Когда моя жена и я соединяли тела в одно, я проваливался в ее тело и носил ее кожу, как презерватив. Она защищала меня от внешнего мира. Поскольку теперь она мертва, я знаю, что скоро буду съеден. Я — тело без кожи, мои мышцы сохнут на солнце. Я чувствую, как съеживаюсь.
Я использовал ее как процесс, как систему, через которую мы могли смешиваться с веществом, лежащим за гранью наших эгоистических мыслей. Когда ее рука касалась моей ноги, когда ее рот смачивал мою кожу, возбуждение, что я испытывал, становилось первой волной потока, который в конце концов сметет нас обоих. Я люблю ее больше, чем мне нужна моя собственная личность. Хотя ее тело лежит прямо передо мной на столе, я могу не открывать глаза, чтобы увидеть его очертания, почувствовать, как оно физически насыщает мои чувства. Любовь позволяет микробам и вирусам проходить сквозь мое тело, не встречая сопротивления. В своей любви к ней я теряю волю к жизни. Если я съем ее тело сейчас, я верну ее назад в себя. Но с каждым проглоченным куском я буду терять соразмерное количество самого себя.
Ее аромат поднимается над ней мерцающей дымкой и наполняет воздух медом. Ее груди уже начали сползать с возвышения ее грудной «летки, разлагаясь, они больше не отвердеют высокомерием и не наполнятся обещанием плода. Соски, которые я когда-то брал в рот, сосал и кусал, стоят прямо, словно бросая вызов сползанию ее груди набок. Гравитация затягивает ее в себя, как зыбучий песок. Ее живот сдвигается, испуская приглушенные демонические заклинания из глубин ее внутренностей, где бродят газы разложения. Глядя на ее открытый рот, я все еще могу вспомнить легкий карамельный привкус ее слюны, я способен почувствовать упругость ее языка, ощутить, как он проскальзывает мне в рот, проводит по моим зубам, обвивается вокруг моего языка. Но сейчас разверстая яма в ее лице являет собой зрелище мертвого распухшего кожистого языка, похожего на труп морского млекопитающего, выброшенного на берег и заползшего в темное пространство ее рта, чтобы укрыться от солнца и полчищ мух. Губы ее, что когда-то были экзотическим плодом, из которого я высасывал сок, теперь сморщились и потрескались, как высушенный абрикос. Ее глаза застыли на мне, прожигая мое лицо кислотой. Мои слезы медленно стекают из уголков глаз, густые, как нефть.

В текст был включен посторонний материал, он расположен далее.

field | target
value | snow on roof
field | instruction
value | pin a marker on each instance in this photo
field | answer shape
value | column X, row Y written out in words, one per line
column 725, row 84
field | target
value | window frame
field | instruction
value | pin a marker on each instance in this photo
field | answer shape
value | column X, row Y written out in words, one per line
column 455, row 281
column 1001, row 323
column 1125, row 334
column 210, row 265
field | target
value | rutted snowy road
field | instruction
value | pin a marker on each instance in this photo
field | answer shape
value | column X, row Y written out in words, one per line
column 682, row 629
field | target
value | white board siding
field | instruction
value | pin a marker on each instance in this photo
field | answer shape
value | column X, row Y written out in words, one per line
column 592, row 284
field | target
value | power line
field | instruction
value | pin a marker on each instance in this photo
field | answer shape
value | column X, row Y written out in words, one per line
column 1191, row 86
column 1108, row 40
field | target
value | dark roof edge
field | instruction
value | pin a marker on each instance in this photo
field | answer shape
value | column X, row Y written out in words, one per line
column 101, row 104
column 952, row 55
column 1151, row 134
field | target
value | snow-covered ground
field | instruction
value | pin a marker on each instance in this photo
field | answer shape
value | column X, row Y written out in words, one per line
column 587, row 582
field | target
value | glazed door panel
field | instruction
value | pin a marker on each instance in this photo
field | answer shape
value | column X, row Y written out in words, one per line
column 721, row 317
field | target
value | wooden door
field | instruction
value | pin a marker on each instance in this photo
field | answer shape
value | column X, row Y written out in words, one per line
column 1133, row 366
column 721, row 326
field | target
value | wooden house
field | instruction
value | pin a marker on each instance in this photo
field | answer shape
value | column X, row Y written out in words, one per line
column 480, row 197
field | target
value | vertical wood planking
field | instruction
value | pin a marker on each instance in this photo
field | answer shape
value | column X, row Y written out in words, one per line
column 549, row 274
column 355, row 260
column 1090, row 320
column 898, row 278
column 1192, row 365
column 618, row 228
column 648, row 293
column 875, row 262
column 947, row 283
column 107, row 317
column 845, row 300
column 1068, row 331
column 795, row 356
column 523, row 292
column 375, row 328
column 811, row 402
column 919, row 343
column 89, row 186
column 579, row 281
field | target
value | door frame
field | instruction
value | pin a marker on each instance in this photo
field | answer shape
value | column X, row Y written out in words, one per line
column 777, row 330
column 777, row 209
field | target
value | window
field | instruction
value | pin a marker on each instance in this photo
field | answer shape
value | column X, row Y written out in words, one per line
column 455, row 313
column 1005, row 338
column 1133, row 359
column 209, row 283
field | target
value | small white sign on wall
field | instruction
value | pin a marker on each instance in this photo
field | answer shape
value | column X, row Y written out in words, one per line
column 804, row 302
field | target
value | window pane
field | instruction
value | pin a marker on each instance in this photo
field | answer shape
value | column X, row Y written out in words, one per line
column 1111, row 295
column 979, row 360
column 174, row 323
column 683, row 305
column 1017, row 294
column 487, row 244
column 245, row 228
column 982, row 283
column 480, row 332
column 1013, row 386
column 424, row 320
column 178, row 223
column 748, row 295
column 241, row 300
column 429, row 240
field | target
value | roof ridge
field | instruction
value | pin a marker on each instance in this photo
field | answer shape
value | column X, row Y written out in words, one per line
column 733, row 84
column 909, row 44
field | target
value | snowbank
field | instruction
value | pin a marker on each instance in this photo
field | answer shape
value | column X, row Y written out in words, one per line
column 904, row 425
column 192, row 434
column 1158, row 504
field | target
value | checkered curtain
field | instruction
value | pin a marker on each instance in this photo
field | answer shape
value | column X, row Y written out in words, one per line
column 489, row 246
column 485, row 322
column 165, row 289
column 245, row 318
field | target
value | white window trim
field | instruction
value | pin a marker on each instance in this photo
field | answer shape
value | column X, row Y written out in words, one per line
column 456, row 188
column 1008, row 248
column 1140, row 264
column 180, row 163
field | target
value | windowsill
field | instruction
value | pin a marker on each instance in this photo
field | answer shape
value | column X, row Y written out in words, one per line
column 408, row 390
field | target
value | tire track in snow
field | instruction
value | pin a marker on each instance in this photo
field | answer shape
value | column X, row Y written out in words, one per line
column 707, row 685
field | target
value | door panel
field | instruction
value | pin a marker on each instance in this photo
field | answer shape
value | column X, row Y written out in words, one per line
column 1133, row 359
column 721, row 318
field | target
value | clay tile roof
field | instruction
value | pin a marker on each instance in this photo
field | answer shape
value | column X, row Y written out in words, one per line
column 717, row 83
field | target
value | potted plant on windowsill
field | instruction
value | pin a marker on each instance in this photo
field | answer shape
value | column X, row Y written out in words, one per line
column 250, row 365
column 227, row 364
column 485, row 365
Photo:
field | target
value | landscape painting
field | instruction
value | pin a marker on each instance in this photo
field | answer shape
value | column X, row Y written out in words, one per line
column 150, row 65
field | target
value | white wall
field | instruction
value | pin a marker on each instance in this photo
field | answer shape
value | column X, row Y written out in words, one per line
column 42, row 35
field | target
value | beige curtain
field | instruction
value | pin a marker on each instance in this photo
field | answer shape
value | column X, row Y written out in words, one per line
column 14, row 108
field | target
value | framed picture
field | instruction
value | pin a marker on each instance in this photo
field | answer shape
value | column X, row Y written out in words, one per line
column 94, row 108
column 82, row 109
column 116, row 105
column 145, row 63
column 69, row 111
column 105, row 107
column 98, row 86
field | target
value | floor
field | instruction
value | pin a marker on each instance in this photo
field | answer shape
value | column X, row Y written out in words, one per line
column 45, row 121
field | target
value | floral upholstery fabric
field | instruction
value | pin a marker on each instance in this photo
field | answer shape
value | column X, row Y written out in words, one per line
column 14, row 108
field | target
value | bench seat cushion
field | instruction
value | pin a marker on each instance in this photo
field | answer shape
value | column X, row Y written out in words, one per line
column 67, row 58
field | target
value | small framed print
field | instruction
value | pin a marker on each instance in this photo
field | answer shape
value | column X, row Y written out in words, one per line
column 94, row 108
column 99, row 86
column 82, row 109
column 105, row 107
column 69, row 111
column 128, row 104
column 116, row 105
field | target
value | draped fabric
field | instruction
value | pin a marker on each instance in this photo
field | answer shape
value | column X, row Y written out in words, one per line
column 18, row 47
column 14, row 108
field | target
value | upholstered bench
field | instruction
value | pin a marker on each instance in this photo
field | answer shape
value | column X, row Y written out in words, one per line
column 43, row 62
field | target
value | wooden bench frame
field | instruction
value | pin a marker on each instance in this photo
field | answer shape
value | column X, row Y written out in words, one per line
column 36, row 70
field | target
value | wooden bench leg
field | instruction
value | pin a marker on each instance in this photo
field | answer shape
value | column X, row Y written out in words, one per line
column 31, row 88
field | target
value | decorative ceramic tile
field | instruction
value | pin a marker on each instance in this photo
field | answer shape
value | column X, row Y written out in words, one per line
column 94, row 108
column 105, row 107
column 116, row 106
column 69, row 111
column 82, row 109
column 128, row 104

Всего семь дней прошло с тех пор, как она тихонько стояла в проеме двери нашей спальни, и тайком наблюдала за мной, свернувшимся на кровати с книжкой, а я не замечал ее присутствия, пока она не подошла сзади и не дохнула теплом мне в шею. Теперь ее плоть лежит здесь, обездвиженная и бесчувственная, сводясь к процессу, точно дрожжи, забродившие в воде. Молекулы, стягивающие ее тело, двигаются, отсоединяясь друг от друга, вновь образуя соединения и распадаясь в окружающее биохимическое месиво, и клей ее индивидуальной воли более не удерживает их. Мое собственное тело будто кипит частицами, генетическим материалом, атомами, паразитами…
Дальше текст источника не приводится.